Many of us tend to be starved for time, yet starved for physical activity and healthful foods at the same time. However, in order to revive our health, regain our energy, and look and feel our best, we need physical activity. There’s no debate and no way around it—exercise is powerful medicine and we all need a daily dose. It fights disease, burns calories, revs our metabolism, and improves the delivery of oxygen and nutrients to every living cell in our body—making us strong, healthy, and vibrant.
Test yourself. Workout at your “normal” intensity level for at least 30 minutes today. At 15-minutes—the peak of your workout session—I want you to try the “talk test”. See how much you can talk.

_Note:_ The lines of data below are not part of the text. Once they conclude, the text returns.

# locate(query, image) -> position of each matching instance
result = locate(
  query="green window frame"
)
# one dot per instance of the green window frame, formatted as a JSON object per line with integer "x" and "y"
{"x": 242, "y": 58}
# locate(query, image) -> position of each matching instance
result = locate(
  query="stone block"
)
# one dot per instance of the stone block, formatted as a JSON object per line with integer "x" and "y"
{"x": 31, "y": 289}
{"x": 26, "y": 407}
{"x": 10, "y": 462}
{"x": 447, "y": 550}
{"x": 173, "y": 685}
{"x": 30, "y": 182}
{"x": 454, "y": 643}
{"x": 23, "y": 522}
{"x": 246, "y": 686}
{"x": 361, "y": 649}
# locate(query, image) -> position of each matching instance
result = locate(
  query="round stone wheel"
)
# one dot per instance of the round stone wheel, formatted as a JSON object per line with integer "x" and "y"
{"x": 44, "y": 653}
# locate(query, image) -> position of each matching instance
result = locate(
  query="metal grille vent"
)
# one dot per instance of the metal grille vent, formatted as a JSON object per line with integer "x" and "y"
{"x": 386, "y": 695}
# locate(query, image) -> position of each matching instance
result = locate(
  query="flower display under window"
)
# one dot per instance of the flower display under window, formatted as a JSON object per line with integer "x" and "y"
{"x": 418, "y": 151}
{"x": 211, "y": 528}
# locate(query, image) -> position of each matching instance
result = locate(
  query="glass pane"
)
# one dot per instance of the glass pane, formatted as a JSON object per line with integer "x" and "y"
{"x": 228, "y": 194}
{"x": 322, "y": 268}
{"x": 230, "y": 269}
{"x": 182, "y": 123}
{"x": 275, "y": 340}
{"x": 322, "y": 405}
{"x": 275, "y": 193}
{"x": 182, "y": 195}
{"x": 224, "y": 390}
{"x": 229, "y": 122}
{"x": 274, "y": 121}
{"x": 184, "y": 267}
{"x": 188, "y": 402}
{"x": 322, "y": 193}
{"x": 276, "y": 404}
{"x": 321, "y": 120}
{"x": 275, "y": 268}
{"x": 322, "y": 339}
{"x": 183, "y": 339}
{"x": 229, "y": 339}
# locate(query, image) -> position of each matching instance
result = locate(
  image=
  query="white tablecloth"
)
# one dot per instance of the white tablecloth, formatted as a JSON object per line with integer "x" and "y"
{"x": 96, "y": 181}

Are you working and breathing so hard that you can only say a few words at a time? If so, your likely working at a “vigorous” intensity. It’s fine to work in this zone—in fact, you’ll receive greater health benefits for working harder—but make sure you don’t feel light-headed or faint. You should still feel in control of your breathing.
If you can’t talk at all, you are definitely working too hard and should take drop your intensity down to a level in which you can speak and control your breathing.

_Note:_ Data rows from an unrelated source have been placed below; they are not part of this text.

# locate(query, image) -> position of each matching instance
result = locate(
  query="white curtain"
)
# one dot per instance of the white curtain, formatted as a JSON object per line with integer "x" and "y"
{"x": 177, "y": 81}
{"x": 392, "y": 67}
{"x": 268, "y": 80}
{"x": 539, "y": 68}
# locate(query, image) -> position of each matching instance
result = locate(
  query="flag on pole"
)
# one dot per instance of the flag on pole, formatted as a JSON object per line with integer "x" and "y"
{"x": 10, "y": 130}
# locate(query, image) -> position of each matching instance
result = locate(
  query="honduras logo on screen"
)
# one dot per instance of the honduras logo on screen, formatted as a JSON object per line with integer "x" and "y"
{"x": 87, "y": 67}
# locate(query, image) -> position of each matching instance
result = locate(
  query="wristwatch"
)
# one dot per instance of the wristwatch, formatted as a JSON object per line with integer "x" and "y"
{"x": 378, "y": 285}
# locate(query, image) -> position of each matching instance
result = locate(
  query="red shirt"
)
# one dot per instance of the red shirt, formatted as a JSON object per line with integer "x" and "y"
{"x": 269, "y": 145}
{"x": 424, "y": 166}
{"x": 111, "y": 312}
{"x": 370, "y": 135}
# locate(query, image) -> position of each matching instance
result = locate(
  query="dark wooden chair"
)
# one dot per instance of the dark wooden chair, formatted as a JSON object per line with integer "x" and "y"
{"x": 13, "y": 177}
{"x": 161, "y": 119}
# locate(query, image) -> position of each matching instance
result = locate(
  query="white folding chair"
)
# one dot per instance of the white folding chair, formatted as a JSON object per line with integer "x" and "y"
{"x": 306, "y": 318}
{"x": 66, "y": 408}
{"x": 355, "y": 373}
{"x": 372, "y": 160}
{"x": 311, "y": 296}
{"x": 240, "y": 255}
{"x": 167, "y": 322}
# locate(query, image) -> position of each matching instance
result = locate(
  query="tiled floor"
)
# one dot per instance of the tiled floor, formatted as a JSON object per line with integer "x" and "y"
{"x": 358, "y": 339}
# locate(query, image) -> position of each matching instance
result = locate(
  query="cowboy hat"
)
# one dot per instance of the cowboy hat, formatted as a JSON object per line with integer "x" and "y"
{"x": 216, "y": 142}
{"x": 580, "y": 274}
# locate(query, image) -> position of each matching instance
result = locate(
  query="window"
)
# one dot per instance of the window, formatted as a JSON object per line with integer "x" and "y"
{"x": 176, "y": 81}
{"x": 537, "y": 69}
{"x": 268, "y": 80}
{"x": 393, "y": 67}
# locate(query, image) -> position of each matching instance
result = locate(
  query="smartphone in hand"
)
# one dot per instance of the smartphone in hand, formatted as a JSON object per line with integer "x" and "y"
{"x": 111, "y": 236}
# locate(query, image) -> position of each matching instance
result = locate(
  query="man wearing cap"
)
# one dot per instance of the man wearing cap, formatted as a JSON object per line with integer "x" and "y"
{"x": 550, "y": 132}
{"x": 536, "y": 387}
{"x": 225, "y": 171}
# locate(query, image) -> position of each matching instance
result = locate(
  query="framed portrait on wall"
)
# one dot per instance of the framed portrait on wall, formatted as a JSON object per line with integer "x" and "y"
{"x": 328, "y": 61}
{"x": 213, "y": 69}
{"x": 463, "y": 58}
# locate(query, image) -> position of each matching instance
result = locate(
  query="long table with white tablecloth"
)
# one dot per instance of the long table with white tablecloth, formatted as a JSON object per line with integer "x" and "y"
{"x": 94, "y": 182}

If you can carry on full conversations with no trouble at all or tell long elaborate stories, you are not working hard enough! So step it up! (Or plan to stay at that intensity level for at least one hour.) If you are going to take the time to exercise, make sure you work at a level that is going to make a difference in your health.
Intensity sets the tone for “how long” you need to workout. The CDC recommends that:
* Adults should engage in moderate-intensity physical activities for at least 30 minutes on 5 or more days of the week.
OR
* Adults should engage in vigorous-intensity physical activity 3 or more days per week for 20 or more minutes per occasion.
Examples of “moderate” exercise:
• Hiking
• Gardening
• Dance
• Golf
• Leisure cycling
• Walking ~ 3.5 mph
• Any exercise where you can talk, but not effortlessly carry on elaborate conversations.
Examples of “vigorous” exercise:
• Running >5 mph
• Bicycling >10 mph
• Swimming
• Walking ~ 4.5 mph
• Weight Training (vigorous)
• Basketball
• Any exercise where you can only say a few words at a time
*the intensity of any of the above exercise can be adjusted to be light, moderate or vigorous; these are the “average” intensities at which these activities are commonly performed.
HEALTHY LIVING TIP OF THE DAY
By Melanie Douglass, R.D., NASM
Author: Tip-a-Day Guide to Healthy Living
(Deseret Book, 2007)
http://www.tipadayguide.com
Have a health question for Melanie? Click here to submit your question http://www.tipadayguide.com/blog and Melanie will answer your question on an upcoming Studio 5 segment!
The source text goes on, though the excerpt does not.